What is jurisdiction?
Jurisdiction refers to the authority and power of the Director of OARM to adjudicate (i.e., judge) your request for corrective action. 

Who has the burden of proving OARM’s jurisdiction over a request for corrective action?
As the Complainant, you bear the burden of proving OARM’s jurisdiction over your request for corrective action.

How do I establish OARM’s jurisdiction over a request for corrective action?
In order for you to prove OARM’s jurisdiction over your request for corrective action, you must make a nonfrivolous allegation that you made a protected disclosure that was a contributing factor in the FBI’s decision to take or fail to take, or threaten to take or fail to take, a personnel action against you.

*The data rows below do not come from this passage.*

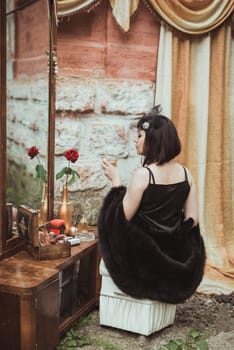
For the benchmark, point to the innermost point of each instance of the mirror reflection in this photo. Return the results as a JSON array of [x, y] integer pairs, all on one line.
[[27, 104]]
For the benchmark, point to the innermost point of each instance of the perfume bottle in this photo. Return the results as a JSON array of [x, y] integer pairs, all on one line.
[[83, 225]]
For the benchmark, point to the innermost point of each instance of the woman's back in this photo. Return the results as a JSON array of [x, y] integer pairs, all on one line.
[[162, 203]]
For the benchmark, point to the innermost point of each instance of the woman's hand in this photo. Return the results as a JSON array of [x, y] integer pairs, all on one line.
[[111, 172]]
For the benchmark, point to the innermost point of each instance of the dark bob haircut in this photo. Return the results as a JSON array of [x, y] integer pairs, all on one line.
[[162, 142]]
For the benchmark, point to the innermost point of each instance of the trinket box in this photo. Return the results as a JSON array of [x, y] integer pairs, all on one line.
[[29, 229]]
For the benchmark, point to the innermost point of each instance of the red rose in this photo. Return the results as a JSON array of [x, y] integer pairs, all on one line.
[[33, 152], [72, 155]]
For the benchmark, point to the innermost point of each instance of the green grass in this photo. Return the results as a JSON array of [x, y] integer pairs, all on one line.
[[73, 340], [194, 341]]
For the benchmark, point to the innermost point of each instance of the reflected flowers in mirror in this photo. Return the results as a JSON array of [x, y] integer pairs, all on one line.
[[70, 174]]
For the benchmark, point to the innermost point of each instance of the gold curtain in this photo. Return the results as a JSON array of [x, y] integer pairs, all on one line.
[[70, 7], [122, 10], [193, 16], [189, 16], [199, 82]]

What constitutes a protected disclosure?
A “protected disclosure” under 5 U.S.C. § 2303(a)(1) is a disclosure of information to specified individuals or offices which you reasonably believe evidences: any violation of any law, rule, or regulation; gross mismanagement; a gross waste of funds; an abuse of authority; or a substantial and specific danger to public health or safety.

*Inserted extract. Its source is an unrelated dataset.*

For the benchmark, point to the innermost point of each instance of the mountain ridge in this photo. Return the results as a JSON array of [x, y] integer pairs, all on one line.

What is a reasonable belief?
The test for whether you had a reasonable belief about the information you disclosed is an objective one, meaning you must show that the information you disclosed was one that a reasonable person in your position would believe evidenced any violation of any law, rule, or regulation; gross mismanagement; a gross waste of funds; an abuse of authority; or a substantial and specific danger to public health or safety.

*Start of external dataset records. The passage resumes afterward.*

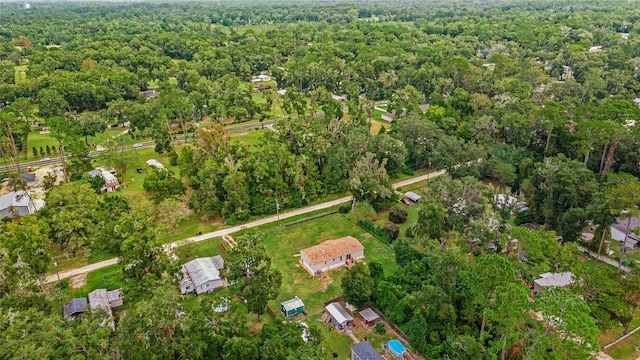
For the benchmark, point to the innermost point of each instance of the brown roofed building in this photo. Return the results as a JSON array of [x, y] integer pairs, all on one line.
[[331, 254]]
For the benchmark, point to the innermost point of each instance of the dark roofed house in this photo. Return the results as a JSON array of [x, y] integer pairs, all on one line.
[[292, 307], [412, 196], [74, 307], [28, 177], [364, 351], [16, 203], [369, 316], [338, 316]]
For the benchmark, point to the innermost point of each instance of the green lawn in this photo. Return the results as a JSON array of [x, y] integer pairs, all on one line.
[[249, 138], [284, 244]]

In making a protected disclosure, do I have to prove that the information disclosed actually evidenced wrongdoing?
No. In order for you to establish that you had a reasonable belief that your disclosure evidenced a type of wrongdoing set forth in 5 U.S.C. § 2303(a)(2) (i.e., any violation of any law, rule, or regulation; gross mismanagement; a gross waste of funds; an abuse of authority; or a substantial and specific danger to public health or safety) you need not prove that the information disclosed actually evidenced such wrongdoing. Rather, you must show that the information disclosed was one that a reasonable person in your position would believe evidenced any of the situations described in 5 U.S.C. § 2303(a)(2).

To whom must my disclosure be made in order to be protected?
In order to be protected, your disclosure must have been made to at least one of the following individuals or offices, to include:

  • a supervisor in your direct chain of command, up to and including the Director of the FBI and the Attorney General (if you are an FBI employee);
  • the Inspector General of the Department of Justice;
  • the Office of Professional Responsibility of the Department of Justice;
  • the Office of Professional Responsibility of the FBI;
  • the Inspection Division of the FBI;
  • the United States Congress, including a committee or member thereof;
  • the Office of Special Counsel; or
  • to an employee designated by any of the above to receive such disclosures.

You will not have access to recourse if you experience retaliation for reporting alleged wrongdoing to an office or individual not listed above.

How do I make a nonfrivolous allegation that my disclosure was a contributing factor in the personnel action against me?
You may rely on circumstantial evidence to support a nonfrivolous allegation that your disclosure was a contributing factor in the personnel action against you, including that:

  • The official taking the personnel action knew of your disclosure; and
  • The personnel action occurred within a period of time such that a reasonable person could conclude that your disclosure was a contributing factor in the personnel action.

In addition to the knowledge/timing factors, OARM may consider other circumstantial evidence relevant to the contributing factor issue, to include:

  • The strength or weakness of the FBI’s reasons for the personnel action against you;
  • Whether the FBI official responsible for the action was the subject of your disclosure; and
  • Whether the FBI official(s) responsible for the personnel action had a desire or motive to retaliate against you.

What are the personnel actions covered by the FBI whistleblower regulations?
Personnel actions covered under the FBI whistleblower regulations include:

  • An appointment;
  • A promotion;
  • An action under chapter 75 of [Title 5 of the United States Code] or other disciplinary or corrective action;
  • A detail, transfer, or reassignment;
  • A reinstatement;
  • A restoration;
  • A reemployment;
  • A performance evaluation under chapter 43 of [Title 5 of the United States Code];
  • A decision concerning pay, benefits, or awards, or concerning education or training if the education or training may reasonably be expected to lead to an appointment, promotion, performance evaluation, or other personnel action;
  • A decision to order psychiatric testing or examination;
  • The implementation or enforcement of any nondisclosure policy, form, or agreement; and
  • Any other significant change in duties, responsibilities, or working conditions.